As I recently returned from a month of traveling, I found one of my plants dying. I noticed how the leaves of the dying plant were covered in black little spots. In fact, on closer inspection, I found that the leaves of almost all of my plants, in different degrees, had these black spots. These spots are the feces of thrips, an order of insects that knows many different species. In household plants they often remain unnoticed because of their small size. However, in the long run they can cause serious damage.
Thus, I come home from a long trip and I find that new creatures are living there, leaving their literal shit everywhere on my beloved plants. Nevertheless I am struck by a sense of beauty. In La vie des plantes. Une métaphysique du mélange, Emanuele Coccia writes about leaves something that relates clearly to this event of invasion:
The little green limbs that populate the planet and capture the energy of the Sun are the cosmic connective tissue that has allowed, for millions of years, the most disparate lives to cross paths and mix without melting reciprocally, one into the other.
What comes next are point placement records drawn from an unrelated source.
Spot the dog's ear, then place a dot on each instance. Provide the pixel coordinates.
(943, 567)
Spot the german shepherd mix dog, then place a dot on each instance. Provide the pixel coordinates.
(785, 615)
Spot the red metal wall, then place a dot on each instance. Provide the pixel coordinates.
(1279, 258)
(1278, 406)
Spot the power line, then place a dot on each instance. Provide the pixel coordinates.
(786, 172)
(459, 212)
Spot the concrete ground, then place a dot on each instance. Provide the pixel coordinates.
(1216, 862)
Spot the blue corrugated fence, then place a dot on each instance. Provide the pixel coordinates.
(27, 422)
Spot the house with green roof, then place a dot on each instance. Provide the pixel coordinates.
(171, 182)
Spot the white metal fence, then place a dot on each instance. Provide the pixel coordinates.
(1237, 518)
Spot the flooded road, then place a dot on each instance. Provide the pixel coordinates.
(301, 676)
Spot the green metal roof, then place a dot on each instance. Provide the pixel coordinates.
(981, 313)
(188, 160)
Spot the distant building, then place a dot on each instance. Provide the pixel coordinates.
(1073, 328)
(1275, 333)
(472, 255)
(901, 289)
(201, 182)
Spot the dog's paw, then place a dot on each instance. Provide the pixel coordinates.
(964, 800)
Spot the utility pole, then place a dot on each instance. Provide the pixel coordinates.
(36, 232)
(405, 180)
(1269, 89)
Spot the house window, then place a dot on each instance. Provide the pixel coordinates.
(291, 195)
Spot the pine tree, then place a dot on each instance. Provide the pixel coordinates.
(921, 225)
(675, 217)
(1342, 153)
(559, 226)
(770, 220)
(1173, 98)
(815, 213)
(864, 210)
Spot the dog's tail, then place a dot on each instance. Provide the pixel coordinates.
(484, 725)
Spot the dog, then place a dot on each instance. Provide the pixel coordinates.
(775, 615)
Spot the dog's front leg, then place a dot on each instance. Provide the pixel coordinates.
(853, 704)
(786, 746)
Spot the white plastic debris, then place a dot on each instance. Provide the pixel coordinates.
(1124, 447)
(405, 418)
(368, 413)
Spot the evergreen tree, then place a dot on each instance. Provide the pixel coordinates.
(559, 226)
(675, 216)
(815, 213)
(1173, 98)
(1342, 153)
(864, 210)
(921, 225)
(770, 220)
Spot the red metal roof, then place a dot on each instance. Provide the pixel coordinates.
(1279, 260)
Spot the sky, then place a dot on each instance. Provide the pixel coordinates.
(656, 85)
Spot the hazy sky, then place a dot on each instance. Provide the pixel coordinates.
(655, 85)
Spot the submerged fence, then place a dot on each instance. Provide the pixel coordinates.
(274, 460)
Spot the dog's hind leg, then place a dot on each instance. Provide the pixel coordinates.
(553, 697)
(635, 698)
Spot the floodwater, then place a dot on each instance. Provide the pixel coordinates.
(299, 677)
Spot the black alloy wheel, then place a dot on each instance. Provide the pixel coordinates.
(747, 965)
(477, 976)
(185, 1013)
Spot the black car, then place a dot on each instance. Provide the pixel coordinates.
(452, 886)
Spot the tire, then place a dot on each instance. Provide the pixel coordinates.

The life that I selectively put in my room, my house, my ‘personal space’, has attracted more life, life that I would not have selected if I would have had the choice. But this is the thing about the interconnection inherent to the totality of life: it leaves no choice, it always ignores the decision of the supposedly isolated subject, of the single being. The isolated sphere that I tried to establish as my home is pierced by the biosphere. Our true place of origin, our original home that finds its place in, on, and through the surface of leaves, always already shatters the image of isolation, of being by oneself. To be alone is relative. One is always already life, hence with other life, and therefore with more life.
Something that struck me on my travels has been the openness of the people I met. Specifically their offers to, if I would ever be around in their home countries, visit them and perhaps stay a couple of nights at their place. Of course, I offered them, not just out of decency but with actually honesty, the same. My surprise is a sign that this type of trust, this type of comfort is not usual with people we have only met so briefly. While the thrips that are currently eating my plants are not as welcomed as the people I have met, I do think that my encounter with these tiny insects reflects a similar dimension of what it means to exist socially and connected. Once you surround yourself with life, like filling your house with plants, more life will inevitably follow as a result of it. All life is a portal to other life. The other is always a gateway to more others. And I believe this passing-along inherent to life, its ‘being a gateway’, manifests itself in social life. You meet people, and through them you again meet other people that, if you had not met that first stranger, you would not have met either.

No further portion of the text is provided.